Auditor Concentration Risk Check
Flag when same auditor serves multiple interconnected entities under common control. Aggravated by: mid-tier auditor, recent fraud miss at comparable company, complex related-party flows.
Servicing Fee Benchmarking
In Stage 1/2, require benchmark comparison of implied servicing rates vs market. Flag when rates deviate >50% from market — this would have caught the 0.117% anomaly.
Cross-Entity Cash Flow Divergence
When subject company CFO improves while related party CFO deteriorates, flag as potential 'hidden leverage' pattern.

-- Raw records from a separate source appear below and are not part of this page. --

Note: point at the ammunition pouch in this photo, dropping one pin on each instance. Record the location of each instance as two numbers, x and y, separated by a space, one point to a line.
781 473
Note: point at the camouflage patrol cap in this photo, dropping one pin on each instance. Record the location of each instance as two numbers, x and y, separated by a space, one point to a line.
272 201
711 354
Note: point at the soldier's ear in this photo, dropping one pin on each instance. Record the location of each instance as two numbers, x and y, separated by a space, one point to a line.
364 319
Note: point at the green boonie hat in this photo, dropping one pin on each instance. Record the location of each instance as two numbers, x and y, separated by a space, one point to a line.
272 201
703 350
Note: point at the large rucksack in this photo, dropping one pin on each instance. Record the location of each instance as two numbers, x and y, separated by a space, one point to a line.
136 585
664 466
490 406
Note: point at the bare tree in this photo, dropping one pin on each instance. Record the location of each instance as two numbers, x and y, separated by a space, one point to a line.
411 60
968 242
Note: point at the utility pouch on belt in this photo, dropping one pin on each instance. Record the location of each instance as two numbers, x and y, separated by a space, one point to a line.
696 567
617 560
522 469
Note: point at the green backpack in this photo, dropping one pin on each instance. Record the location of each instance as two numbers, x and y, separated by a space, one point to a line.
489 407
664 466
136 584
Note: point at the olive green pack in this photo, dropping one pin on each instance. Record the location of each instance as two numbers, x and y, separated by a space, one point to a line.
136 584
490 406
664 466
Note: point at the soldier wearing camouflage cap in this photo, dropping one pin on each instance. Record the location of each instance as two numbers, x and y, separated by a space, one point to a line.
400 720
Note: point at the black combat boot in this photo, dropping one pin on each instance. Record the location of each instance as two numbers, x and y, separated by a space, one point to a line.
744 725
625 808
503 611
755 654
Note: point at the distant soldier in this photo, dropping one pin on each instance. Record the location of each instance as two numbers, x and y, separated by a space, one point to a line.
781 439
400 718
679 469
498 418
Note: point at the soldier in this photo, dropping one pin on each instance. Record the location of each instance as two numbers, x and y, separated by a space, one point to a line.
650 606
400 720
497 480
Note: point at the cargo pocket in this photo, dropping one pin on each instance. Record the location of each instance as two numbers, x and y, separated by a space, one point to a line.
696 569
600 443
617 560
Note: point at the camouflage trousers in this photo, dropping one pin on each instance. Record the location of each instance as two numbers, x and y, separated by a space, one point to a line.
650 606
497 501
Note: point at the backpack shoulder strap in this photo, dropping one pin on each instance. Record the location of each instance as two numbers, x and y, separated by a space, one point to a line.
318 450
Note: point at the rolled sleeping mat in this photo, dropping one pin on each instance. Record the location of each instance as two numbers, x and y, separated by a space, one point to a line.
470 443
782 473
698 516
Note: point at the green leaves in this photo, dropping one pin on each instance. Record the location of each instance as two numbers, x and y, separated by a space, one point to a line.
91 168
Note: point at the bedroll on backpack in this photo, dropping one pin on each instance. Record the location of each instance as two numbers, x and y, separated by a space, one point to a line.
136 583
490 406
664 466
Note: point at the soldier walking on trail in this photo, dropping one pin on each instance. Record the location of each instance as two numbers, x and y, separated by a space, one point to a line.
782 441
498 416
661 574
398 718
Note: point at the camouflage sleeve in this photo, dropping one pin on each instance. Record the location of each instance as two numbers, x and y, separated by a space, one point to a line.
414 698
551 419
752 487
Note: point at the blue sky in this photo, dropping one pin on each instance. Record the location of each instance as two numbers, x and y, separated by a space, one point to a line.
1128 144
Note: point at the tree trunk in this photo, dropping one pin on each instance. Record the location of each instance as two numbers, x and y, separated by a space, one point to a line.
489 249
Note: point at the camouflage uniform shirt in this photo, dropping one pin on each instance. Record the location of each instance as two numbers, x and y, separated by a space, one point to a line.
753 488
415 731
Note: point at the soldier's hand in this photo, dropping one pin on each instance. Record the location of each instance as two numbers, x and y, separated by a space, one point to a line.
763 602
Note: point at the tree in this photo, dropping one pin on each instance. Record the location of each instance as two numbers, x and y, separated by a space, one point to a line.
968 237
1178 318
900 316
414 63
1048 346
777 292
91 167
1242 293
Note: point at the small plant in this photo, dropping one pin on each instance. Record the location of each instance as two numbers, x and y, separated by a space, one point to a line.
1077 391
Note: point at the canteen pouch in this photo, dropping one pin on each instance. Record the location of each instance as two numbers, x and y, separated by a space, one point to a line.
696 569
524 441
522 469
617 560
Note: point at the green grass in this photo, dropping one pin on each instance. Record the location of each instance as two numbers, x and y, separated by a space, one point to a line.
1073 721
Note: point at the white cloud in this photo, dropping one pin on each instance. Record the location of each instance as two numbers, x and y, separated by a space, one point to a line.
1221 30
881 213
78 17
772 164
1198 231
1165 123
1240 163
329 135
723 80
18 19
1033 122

DriveTime's $1B burn concurrent with CVNA's improvement is exactly this pattern.
New Monitoring Triggers
Based on the Gotham allegations, we've added these immediate monitoring triggers for CVNA:
| Event | Action |
|---|---|
| Grant Thornton resignation announced | Immediate re-analysis |
| 2025 10-K filing delayed | Immediate re-analysis |
| Any restatement of gain-on-sale or related party | Immediate re-analysis |
| DriveTime leverage >25x | Elevate fragility |
| Servicing fee disclosure in any filing | Verify market alignment |
What This Teaches Us
The Gotham report is a valuable stress test of our methodology. We got the direction right — ELEVATED concerns across both axes — but underestimated the magnitude and interconnection. The key lesson: related parties can function as funding mechanisms, not just governance concerns, and single-auditor oversight of an ecosystem reduces the independent challenge that would normally catch these patterns.
We've updated our CVNA analysis page with the new classification and findings. The methodology improvements will be incorporated into the Fugazi Filter v1.2 and applied to future analyses.
This is the value of transparent, multi-model analysis: when new evidence emerges, we can systematically update our views and share exactly what changed. No one gets every call right. The goal is rigorous process, honest assessment, and continuous improvement.